At least two research efforts are currently underway to assess just how effective improv is in helping with anxiety. One is a study of the Improv for Anxiety program, led by Greg Poljacik, a researcher at the University of Chicago and a stage-combat teacher at Second City. Before and after completing the program, study participants fill out the Liebowitz Social Anxiety Scale, which measures fear of certain everyday activities (like using a telephone in public, or speaking up at a meeting). Poljacik and his colleagues, who have been collecting data for the past year, plan to include a total of 50 participants in the study, along with a control group.

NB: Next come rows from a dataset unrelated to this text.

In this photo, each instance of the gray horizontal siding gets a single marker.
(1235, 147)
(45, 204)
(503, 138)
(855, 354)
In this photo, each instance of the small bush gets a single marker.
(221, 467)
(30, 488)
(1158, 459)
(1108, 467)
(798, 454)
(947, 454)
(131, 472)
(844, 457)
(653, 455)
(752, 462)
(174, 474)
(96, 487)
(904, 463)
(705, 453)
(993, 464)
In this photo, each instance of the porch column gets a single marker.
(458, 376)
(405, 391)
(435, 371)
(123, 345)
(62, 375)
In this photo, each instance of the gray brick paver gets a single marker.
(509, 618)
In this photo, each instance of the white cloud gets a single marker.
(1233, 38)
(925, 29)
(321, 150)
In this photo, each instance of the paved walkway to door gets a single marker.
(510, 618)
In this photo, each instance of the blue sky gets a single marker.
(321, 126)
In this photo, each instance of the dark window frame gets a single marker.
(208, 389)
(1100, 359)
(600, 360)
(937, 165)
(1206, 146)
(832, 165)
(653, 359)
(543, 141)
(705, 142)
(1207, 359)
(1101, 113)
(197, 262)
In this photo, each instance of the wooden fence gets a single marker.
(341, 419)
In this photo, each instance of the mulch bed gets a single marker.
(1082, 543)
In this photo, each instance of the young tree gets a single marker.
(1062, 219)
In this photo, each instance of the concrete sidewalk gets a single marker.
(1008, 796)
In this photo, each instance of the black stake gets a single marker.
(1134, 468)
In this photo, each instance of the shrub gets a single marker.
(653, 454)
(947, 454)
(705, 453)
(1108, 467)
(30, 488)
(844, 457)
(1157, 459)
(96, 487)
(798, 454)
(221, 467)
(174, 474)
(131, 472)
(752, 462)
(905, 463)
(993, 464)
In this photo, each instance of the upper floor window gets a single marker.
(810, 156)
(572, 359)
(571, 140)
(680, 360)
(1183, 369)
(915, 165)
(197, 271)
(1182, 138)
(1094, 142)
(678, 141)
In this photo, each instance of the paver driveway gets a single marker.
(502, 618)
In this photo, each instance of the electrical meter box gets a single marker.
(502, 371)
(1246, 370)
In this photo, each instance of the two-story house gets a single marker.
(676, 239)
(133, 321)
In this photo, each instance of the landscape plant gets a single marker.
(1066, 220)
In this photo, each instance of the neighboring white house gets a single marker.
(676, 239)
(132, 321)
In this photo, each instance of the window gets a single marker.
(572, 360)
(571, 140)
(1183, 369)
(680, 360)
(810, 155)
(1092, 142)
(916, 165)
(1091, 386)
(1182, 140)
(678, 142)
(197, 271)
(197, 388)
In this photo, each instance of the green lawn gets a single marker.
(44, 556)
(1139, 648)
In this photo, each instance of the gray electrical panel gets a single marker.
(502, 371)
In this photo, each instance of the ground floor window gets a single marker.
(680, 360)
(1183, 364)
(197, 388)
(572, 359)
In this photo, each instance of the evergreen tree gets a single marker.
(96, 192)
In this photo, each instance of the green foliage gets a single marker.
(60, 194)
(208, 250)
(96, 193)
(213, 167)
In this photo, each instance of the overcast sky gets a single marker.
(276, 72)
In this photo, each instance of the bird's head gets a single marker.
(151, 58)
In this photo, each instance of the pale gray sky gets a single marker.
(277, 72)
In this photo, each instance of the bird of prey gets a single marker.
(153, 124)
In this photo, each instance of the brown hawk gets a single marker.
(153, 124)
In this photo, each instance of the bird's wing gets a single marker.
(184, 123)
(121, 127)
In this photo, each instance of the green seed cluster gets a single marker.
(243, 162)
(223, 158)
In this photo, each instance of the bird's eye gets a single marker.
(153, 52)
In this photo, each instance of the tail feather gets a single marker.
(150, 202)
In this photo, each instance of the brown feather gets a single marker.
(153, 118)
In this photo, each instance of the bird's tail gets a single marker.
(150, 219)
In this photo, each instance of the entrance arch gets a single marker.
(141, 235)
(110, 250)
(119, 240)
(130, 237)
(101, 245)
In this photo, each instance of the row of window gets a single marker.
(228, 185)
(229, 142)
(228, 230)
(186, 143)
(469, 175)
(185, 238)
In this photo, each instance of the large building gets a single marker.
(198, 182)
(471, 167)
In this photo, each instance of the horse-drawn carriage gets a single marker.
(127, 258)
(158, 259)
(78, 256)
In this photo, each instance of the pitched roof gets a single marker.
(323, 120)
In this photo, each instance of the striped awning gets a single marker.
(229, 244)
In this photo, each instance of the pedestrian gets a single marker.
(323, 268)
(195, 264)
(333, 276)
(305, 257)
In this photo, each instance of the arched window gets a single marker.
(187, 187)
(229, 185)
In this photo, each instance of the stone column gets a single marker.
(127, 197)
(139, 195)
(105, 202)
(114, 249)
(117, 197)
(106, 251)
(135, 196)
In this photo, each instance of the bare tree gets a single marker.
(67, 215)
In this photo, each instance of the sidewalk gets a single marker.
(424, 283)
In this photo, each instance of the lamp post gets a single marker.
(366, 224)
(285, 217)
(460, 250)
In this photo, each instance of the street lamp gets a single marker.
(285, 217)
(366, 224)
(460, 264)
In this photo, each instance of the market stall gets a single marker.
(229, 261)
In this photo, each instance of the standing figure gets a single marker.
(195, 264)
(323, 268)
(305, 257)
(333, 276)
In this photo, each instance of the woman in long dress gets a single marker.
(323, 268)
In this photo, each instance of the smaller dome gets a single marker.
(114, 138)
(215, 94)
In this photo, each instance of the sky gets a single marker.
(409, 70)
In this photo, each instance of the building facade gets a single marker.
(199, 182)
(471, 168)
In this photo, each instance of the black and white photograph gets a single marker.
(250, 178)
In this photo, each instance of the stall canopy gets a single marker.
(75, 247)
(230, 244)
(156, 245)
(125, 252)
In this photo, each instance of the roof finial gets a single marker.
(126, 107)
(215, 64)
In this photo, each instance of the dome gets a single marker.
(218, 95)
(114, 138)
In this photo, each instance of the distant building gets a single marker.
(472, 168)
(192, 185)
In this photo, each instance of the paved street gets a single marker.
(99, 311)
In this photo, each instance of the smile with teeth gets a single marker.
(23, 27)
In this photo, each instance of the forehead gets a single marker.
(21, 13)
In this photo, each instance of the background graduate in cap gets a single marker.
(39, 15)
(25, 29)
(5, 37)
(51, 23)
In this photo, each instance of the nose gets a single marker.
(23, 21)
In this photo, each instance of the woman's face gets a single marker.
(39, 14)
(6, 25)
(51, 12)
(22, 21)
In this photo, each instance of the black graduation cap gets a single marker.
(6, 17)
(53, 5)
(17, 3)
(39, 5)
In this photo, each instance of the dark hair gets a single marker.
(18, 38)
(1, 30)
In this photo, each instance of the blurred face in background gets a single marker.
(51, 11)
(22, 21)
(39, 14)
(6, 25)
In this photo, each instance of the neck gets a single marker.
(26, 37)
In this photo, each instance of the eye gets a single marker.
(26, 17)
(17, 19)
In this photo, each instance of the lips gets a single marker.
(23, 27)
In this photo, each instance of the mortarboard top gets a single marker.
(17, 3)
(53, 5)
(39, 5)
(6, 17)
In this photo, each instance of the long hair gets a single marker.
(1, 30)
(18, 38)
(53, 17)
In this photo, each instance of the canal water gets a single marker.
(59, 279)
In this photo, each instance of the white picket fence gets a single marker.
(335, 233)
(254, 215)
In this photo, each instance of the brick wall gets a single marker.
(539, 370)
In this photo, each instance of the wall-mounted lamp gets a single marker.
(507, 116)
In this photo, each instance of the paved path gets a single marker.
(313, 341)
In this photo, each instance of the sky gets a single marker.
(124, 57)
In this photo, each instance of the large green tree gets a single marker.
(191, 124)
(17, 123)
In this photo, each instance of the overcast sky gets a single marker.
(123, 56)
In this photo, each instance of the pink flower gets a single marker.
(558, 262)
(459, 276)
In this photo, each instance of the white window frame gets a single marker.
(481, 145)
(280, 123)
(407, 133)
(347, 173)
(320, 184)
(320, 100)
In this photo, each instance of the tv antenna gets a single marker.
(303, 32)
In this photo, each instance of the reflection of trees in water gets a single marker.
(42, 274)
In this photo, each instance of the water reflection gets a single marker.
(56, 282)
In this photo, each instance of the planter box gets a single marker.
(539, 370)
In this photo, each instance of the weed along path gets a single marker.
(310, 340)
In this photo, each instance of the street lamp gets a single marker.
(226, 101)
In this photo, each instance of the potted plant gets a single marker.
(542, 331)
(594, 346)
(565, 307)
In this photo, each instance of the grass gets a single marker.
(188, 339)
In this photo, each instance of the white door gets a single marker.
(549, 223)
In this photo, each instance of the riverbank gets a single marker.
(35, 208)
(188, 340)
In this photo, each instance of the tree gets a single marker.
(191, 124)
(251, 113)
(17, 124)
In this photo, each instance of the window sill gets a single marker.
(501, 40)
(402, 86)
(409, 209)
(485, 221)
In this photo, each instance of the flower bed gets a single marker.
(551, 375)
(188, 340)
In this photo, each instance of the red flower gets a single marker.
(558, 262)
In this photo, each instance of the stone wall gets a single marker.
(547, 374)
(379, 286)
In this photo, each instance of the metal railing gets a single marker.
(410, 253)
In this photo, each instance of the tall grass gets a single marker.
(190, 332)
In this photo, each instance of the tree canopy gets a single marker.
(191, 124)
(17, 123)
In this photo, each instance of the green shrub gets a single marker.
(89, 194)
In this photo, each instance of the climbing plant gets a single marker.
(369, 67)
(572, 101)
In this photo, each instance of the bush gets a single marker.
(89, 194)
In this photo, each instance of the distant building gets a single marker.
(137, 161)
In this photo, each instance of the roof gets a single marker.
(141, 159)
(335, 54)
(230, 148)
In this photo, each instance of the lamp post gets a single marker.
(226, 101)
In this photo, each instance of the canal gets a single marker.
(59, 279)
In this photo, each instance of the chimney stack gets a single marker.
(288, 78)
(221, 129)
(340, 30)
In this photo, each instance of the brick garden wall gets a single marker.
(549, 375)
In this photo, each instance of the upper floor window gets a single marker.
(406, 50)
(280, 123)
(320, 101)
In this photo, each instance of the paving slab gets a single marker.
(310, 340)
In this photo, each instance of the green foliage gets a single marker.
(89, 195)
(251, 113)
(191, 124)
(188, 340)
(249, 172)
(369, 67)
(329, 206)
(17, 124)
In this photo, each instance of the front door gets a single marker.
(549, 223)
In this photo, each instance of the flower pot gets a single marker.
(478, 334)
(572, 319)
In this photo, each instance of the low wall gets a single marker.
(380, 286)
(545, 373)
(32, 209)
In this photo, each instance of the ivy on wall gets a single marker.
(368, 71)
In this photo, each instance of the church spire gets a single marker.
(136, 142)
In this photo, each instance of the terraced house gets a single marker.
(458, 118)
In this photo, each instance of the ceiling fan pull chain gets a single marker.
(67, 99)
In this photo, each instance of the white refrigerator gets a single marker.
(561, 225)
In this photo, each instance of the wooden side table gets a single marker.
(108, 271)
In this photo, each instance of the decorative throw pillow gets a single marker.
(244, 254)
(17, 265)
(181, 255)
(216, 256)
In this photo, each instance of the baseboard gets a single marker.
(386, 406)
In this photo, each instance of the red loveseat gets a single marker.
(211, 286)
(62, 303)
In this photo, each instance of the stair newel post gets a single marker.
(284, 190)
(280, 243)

Kristin Krueger, a neuropsychologist at the John H. Stroger Jr. Hospital in Chicago and a member of the Therapy Players, is conducting another study evaluating the effects of improv on people with anxiety. Krueger started taking improv classes in 2006, she says, and became curious about the potential cognitive benefits. She’s drawn to improv, she said, because it isn’t about “getting it right”—a liberating departure from the pressures of a life in academia.

Krueger now runs what she calls “thera-prov” for patients who come to Stroger seeking treatment for anxiety or depression. In small weekly group sessions, Krueger uses pre- and post-meeting evaluations to measure five outcomes that she thinks improv may influence: symptoms of anxiety and depression, perfectionism, satisfaction with social roles, and self esteem.

By mid-October, 35 patients will have completed Krueger’s program, and she plans to soon begin writing up her results to submit for publication. Krueger, who was trained in CBT, views improv as complementary to CBT’s goals.

“When we try to change people’s thoughts, it’s a long process because not everybody is that verbally talented, or that cerebral,” said Krueger. “What’s great about improv is that you can change your mood without knowing exactly why you’ve changed it.”